CHRISTMAS, KHATAMI, AHMAD, AND I
by Nazy Kaviani
Dec 25 2008
It feels like it was only yesterday when I wrote here about Christmases
past in Tehran. Today I remembered another memory of my days in Tehran.
I remember the first Christmas Mohammad Khatami had been elected
President. Iran was a rainbow of joy and hope, and Tehran was hosting
the Organization of Islamic Countries’ Summit in December 1997. I
left a meeting in downtown Tehran, hailed an orange taxi cab, and
asked the cab driver whether he could spend an hour or two, taking
me around Tehran to buy some things. He agreed. He was a middle-aged
man who was dressed in what we would consider "laat-e-kolah-makhmali"
attire. His coat was resting on his shoulders with his hands free
from the sleeves. The back of his shoes had been pushed inside,
and in his hands he sported a green rosary with which he was playing
as he drove his Paykan. True to form, he also had a black felt hat
on. He had kind eyes and a deep Tehrani accent, complete with lingo
that was reminiscent of old Iranian movie characters.
I told him I needed to pick up a Christmas tree first. He took me to
the Armenian neighborhood of Tehran just below Takht-e-Tavoos Avenue
and helped me carry the tree and secure it in the trunk. On our way to
my next destination, he and I started talking about politics. I told
him I had watched President Khatami receive his foreign counterparts
at the airport that morning. I told him how impressed I had been
with him. He looked at me in the mirror and asked me what about the
President had impressed me. I told him I didn’t really know. Maybe
it was that he seemed to be speaking to the arriving leaders easily,
in English? In German? In Arabic?, and that he was acting "stately,"
something I hadn’t seen before. I told him also that even in his
clergy outfit he seemed lithe and somehow contemporary, belonging to
today. Maybe it was because he wasn’t wearing sandals, I guess.
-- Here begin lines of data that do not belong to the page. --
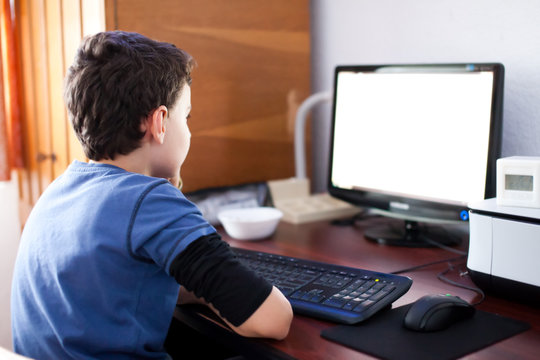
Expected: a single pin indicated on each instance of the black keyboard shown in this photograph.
(327, 291)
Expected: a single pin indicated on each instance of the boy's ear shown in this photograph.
(156, 121)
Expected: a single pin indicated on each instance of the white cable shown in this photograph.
(299, 130)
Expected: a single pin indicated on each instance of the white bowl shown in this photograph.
(250, 223)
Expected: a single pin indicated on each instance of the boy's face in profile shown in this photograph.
(177, 139)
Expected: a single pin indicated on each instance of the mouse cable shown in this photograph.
(441, 276)
(428, 264)
(444, 247)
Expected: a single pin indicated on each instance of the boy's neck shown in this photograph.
(133, 162)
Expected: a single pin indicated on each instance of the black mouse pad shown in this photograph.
(385, 337)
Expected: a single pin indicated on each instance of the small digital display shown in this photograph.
(519, 182)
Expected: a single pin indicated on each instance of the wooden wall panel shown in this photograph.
(253, 70)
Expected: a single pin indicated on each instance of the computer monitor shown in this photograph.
(416, 142)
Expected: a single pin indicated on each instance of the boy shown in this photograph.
(108, 242)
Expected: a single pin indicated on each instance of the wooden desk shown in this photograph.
(346, 246)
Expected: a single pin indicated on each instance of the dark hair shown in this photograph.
(116, 80)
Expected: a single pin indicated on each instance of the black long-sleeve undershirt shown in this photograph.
(210, 269)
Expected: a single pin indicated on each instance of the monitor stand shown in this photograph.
(411, 234)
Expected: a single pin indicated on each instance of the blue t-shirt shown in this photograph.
(91, 278)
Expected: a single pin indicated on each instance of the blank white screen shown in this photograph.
(420, 135)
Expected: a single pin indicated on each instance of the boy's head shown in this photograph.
(116, 81)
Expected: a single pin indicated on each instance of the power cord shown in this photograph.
(442, 275)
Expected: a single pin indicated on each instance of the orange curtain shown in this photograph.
(10, 124)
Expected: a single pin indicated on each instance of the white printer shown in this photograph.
(504, 250)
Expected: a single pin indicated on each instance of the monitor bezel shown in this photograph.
(424, 209)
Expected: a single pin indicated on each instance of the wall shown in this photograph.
(253, 70)
(9, 243)
(420, 31)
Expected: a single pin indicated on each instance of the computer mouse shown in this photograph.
(437, 312)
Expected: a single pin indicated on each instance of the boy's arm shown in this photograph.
(262, 323)
(247, 303)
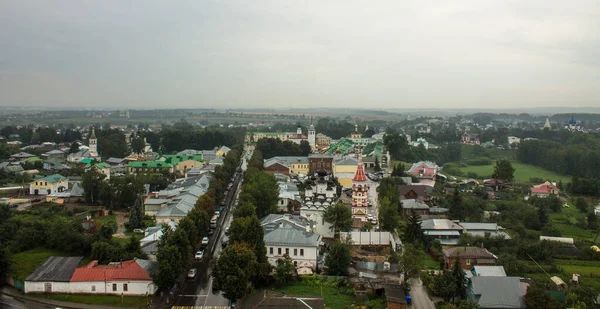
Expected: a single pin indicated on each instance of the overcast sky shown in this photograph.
(300, 53)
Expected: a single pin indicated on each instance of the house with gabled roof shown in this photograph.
(222, 152)
(414, 192)
(447, 232)
(469, 257)
(292, 236)
(54, 276)
(545, 189)
(133, 277)
(494, 292)
(44, 185)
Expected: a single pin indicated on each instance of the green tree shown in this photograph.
(74, 147)
(233, 270)
(338, 259)
(340, 218)
(456, 210)
(410, 262)
(503, 170)
(284, 271)
(413, 232)
(377, 167)
(388, 215)
(581, 204)
(459, 278)
(138, 144)
(169, 266)
(92, 185)
(136, 217)
(537, 297)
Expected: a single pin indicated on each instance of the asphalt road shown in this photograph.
(420, 299)
(8, 302)
(198, 291)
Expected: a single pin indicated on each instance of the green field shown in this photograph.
(523, 172)
(334, 296)
(106, 300)
(25, 263)
(566, 221)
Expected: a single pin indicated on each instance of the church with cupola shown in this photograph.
(360, 189)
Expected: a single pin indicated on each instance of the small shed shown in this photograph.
(560, 284)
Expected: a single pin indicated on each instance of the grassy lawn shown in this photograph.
(25, 263)
(107, 300)
(428, 262)
(335, 297)
(523, 172)
(104, 219)
(566, 221)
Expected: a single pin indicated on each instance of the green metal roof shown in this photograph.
(149, 164)
(174, 159)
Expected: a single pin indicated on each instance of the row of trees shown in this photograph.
(579, 157)
(176, 248)
(244, 262)
(271, 147)
(399, 149)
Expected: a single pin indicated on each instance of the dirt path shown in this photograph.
(120, 216)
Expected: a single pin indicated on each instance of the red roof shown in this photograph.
(546, 187)
(128, 270)
(360, 171)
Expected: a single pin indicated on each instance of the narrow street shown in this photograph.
(199, 291)
(420, 298)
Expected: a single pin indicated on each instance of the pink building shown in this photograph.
(424, 169)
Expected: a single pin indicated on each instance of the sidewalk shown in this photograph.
(62, 304)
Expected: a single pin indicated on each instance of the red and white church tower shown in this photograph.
(360, 189)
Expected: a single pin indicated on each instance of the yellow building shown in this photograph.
(182, 163)
(222, 152)
(48, 184)
(344, 169)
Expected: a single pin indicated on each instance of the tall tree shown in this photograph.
(410, 262)
(136, 218)
(460, 279)
(456, 210)
(92, 185)
(284, 271)
(413, 232)
(503, 170)
(340, 218)
(388, 215)
(233, 270)
(169, 266)
(338, 259)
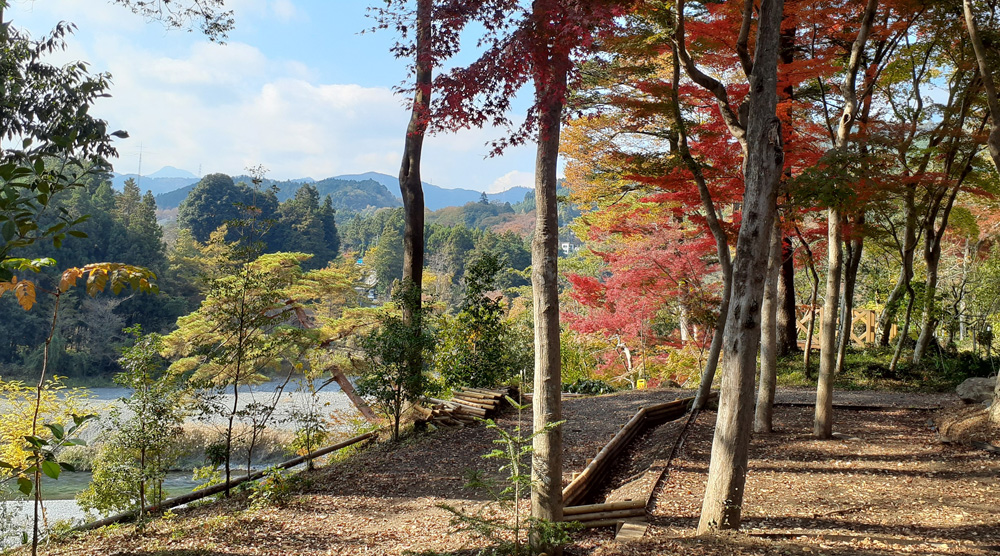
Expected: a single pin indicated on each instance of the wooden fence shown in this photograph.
(864, 327)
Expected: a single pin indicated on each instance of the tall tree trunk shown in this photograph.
(787, 321)
(905, 332)
(546, 461)
(769, 337)
(933, 235)
(995, 406)
(810, 328)
(788, 327)
(718, 233)
(723, 503)
(929, 318)
(806, 363)
(410, 186)
(986, 72)
(854, 250)
(823, 427)
(907, 249)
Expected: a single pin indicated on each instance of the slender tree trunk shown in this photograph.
(723, 503)
(811, 265)
(806, 363)
(718, 233)
(932, 258)
(995, 406)
(907, 250)
(854, 250)
(788, 328)
(929, 318)
(787, 322)
(823, 426)
(905, 332)
(769, 337)
(410, 186)
(546, 462)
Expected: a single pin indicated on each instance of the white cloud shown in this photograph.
(221, 108)
(284, 10)
(515, 178)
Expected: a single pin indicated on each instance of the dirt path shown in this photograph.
(893, 483)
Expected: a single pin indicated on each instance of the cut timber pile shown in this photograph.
(465, 406)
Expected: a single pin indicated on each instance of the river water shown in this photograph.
(58, 494)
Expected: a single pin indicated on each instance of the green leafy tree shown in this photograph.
(306, 226)
(52, 142)
(238, 333)
(479, 347)
(134, 459)
(389, 381)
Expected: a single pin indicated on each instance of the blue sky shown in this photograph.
(297, 89)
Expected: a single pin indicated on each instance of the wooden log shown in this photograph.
(497, 393)
(606, 507)
(423, 411)
(474, 394)
(216, 489)
(595, 516)
(472, 411)
(601, 523)
(474, 403)
(467, 408)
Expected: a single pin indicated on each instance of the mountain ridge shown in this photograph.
(173, 188)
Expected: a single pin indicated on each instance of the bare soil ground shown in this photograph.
(887, 486)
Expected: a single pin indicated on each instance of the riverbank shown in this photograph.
(888, 486)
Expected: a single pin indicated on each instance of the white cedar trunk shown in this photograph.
(985, 71)
(823, 426)
(546, 461)
(855, 248)
(721, 243)
(769, 337)
(723, 501)
(788, 330)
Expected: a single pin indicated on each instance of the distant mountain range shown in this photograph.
(171, 185)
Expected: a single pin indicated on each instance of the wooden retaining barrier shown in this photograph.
(216, 489)
(464, 407)
(596, 471)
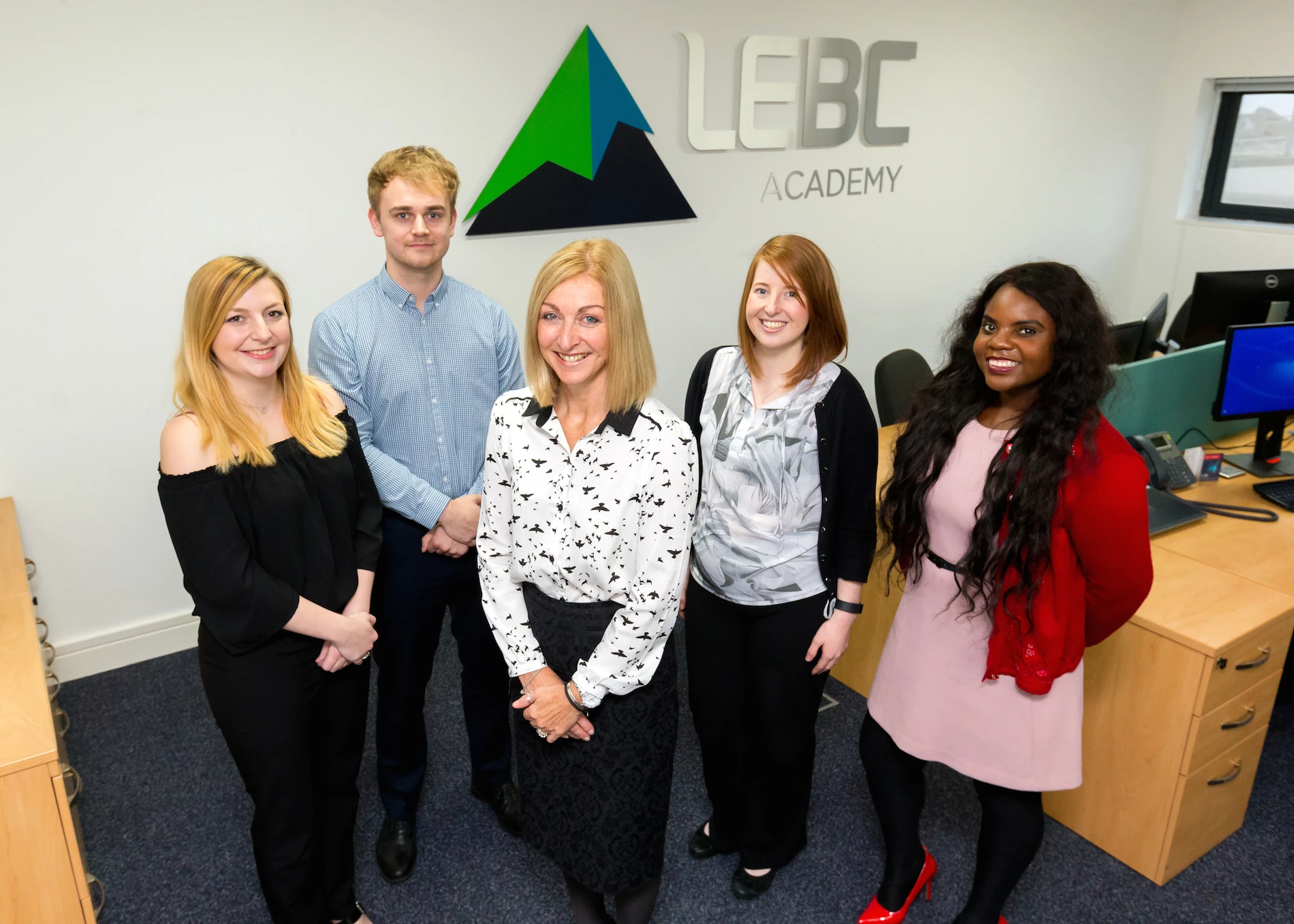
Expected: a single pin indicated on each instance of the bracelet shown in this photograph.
(580, 707)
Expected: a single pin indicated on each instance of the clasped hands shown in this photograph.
(352, 645)
(546, 708)
(456, 530)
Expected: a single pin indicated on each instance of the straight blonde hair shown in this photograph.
(202, 390)
(424, 168)
(631, 365)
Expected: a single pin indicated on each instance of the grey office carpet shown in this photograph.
(166, 826)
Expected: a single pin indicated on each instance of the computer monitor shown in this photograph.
(1222, 300)
(1258, 381)
(1152, 325)
(1127, 338)
(1138, 339)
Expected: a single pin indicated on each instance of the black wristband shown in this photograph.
(572, 701)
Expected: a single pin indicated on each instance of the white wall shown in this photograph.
(1237, 39)
(142, 139)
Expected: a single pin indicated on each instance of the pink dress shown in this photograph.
(930, 692)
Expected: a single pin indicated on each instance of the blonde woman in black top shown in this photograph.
(276, 522)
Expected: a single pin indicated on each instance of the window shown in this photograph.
(1252, 168)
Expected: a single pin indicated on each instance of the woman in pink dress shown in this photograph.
(1017, 518)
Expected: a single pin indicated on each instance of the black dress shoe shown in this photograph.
(744, 885)
(701, 846)
(506, 803)
(398, 849)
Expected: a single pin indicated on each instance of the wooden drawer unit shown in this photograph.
(1166, 712)
(1242, 664)
(1229, 722)
(1210, 804)
(42, 872)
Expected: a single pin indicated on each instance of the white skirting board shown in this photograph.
(152, 638)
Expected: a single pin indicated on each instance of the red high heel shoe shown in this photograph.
(877, 914)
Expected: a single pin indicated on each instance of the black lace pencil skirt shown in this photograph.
(598, 808)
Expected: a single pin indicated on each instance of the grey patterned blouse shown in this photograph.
(756, 539)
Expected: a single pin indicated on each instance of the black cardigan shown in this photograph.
(847, 464)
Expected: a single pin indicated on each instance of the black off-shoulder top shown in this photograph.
(254, 540)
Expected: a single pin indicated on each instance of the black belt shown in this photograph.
(938, 562)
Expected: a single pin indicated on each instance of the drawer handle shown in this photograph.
(1258, 662)
(1229, 778)
(1240, 722)
(76, 793)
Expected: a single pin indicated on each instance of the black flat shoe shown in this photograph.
(352, 914)
(506, 803)
(744, 885)
(701, 846)
(398, 849)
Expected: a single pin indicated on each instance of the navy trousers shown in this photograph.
(409, 599)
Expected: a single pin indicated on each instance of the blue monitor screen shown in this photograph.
(1259, 372)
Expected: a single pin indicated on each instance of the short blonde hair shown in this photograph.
(425, 168)
(631, 365)
(201, 387)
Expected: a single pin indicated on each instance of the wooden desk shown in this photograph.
(1178, 701)
(42, 875)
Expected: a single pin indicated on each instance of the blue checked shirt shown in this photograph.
(420, 385)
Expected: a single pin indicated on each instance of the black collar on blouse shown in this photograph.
(621, 421)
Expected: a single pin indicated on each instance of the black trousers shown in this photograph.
(297, 734)
(755, 704)
(409, 599)
(1011, 829)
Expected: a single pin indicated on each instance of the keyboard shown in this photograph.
(1281, 494)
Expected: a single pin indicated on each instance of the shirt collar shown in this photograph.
(401, 297)
(621, 421)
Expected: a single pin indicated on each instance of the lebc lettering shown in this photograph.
(817, 91)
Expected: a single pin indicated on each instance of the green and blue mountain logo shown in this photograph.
(582, 158)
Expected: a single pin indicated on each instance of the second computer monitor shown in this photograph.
(1222, 300)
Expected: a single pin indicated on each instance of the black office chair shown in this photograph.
(898, 377)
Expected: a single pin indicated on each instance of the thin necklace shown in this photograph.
(263, 411)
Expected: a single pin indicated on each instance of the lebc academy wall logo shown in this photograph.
(844, 92)
(582, 158)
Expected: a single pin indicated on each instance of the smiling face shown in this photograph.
(253, 340)
(572, 332)
(1015, 342)
(776, 310)
(414, 224)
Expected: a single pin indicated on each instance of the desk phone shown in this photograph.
(1179, 473)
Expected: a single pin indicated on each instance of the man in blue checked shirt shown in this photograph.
(420, 357)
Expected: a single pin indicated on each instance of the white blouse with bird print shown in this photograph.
(607, 520)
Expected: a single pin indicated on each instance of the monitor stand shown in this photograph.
(1267, 461)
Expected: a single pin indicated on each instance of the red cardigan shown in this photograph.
(1099, 572)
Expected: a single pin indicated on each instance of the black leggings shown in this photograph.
(633, 906)
(1011, 829)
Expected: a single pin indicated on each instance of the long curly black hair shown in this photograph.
(1022, 484)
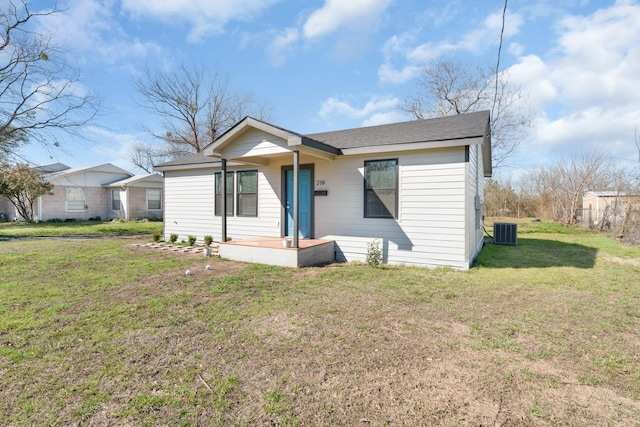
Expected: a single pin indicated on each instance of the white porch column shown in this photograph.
(223, 182)
(296, 192)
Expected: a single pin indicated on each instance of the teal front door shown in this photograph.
(304, 200)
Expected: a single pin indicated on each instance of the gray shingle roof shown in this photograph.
(191, 159)
(461, 126)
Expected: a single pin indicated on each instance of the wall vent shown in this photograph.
(505, 233)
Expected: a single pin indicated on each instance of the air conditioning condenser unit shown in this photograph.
(505, 233)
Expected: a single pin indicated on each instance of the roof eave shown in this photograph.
(412, 146)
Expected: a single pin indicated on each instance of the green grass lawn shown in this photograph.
(98, 332)
(74, 228)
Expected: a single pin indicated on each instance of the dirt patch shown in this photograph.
(623, 261)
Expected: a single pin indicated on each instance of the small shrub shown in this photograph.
(374, 253)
The cab driver kept moving his rosary in his hands and looking at me
in the rearview mirror. He asked me gently: "Really? You are obviously
a woman who has seen more than life in Tehran. Do you really think
that a president who can chit-chat in a language other than Farsi
is impressive? Or one who wears regular shoes? Does that make him a
good president?" He said: "I feel so sorry for my country. Who would
have thought there would come a day when knowing a second language at
conversational levels or wearing shoes would be considered impressive?"
I was so embarrassed. The "laat-e-kolah-makhmali" cab driver didn’t
look so laat anymore! I asked him his name and his background. He told
me his name was Ahmad and that he had a master’s degree in political
science from Tehran University. He had been a teacher before he had
been dismissed because of his political beliefs. We talked a lot more
about a lot of other things before I bid him goodbye, tree and turkey
and fruits in hand. I learned a few important lessons about myself,
about life, and about Iranian politics from him that day. Those
lessons have only become bolder and more important with time.